Here, we discuss the Fisher’s exact contingency table tests in R with interpretations, including, p-values, and odds ratios.

The Fisher’s exact contingency table test in R can be performed with the fisher.test() function from the base "stats" package.

The Fisher’s exact contingency table test of independence can be used to test whether the row variable (with \(r\geq2\) rows) and column variable (with \(c\geq2\) columns) in a contingency table are independent as stated in the null hypothesis.

In the Fisher’s exact contingency table test, with the row and column totals being fixed, the distribution of cell values is based on hypergeometric distribution when the null hypothesis is true.
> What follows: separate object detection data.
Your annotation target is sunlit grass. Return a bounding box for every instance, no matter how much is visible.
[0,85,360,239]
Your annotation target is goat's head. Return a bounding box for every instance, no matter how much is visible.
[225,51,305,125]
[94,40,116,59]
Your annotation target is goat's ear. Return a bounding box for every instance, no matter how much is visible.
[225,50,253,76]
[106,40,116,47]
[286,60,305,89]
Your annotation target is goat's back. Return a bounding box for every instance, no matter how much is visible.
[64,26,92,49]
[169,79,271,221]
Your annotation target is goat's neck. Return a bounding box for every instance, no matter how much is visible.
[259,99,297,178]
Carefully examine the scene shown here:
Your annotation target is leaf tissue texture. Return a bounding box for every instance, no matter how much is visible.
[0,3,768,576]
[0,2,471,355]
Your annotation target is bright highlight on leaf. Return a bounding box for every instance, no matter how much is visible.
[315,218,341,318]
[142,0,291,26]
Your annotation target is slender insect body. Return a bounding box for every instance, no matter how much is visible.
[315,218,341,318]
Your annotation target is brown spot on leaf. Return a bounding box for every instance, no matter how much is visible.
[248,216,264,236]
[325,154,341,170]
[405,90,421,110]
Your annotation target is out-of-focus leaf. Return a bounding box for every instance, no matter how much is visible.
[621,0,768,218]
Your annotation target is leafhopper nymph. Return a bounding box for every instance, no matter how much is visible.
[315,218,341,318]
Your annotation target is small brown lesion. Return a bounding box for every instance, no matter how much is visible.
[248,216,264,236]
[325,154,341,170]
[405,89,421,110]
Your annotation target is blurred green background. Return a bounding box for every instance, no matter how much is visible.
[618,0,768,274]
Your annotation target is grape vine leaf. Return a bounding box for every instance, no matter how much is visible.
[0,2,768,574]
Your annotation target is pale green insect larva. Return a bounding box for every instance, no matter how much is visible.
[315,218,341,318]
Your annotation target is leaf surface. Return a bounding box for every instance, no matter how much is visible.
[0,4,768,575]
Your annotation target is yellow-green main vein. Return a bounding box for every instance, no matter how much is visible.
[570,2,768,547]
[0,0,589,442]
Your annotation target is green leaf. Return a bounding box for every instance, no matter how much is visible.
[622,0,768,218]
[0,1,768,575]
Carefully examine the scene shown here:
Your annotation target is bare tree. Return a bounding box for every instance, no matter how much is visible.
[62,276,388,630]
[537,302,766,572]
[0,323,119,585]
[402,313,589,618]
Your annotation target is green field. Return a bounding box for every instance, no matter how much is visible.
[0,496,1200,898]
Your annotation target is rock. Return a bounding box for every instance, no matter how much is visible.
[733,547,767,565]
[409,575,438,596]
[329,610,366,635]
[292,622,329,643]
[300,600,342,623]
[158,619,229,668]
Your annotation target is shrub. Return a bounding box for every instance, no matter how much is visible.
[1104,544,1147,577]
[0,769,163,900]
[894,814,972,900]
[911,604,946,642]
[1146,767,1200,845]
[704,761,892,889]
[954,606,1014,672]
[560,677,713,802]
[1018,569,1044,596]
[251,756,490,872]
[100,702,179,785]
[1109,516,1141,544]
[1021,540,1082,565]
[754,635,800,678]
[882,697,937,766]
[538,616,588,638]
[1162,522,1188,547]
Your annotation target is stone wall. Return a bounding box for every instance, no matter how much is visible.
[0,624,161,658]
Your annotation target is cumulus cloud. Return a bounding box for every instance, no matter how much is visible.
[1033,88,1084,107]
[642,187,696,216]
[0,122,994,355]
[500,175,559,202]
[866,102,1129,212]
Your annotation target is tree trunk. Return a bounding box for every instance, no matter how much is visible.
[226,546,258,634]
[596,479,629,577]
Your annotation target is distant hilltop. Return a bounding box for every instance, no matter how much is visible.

Fisher’s Exact Contingency Table Test of Independence & Hypotheses
Question Are the row and column variables independent?
Null Hypothesis, \(H_0\) The row and column variables are independent, hence, the row (column) cell proportions are equal for all rows (columns).
Alternate Hypothesis, \(H_1\) The row and column variables are dependent, hence, at least one row’s (or column’s) cell proportions is different.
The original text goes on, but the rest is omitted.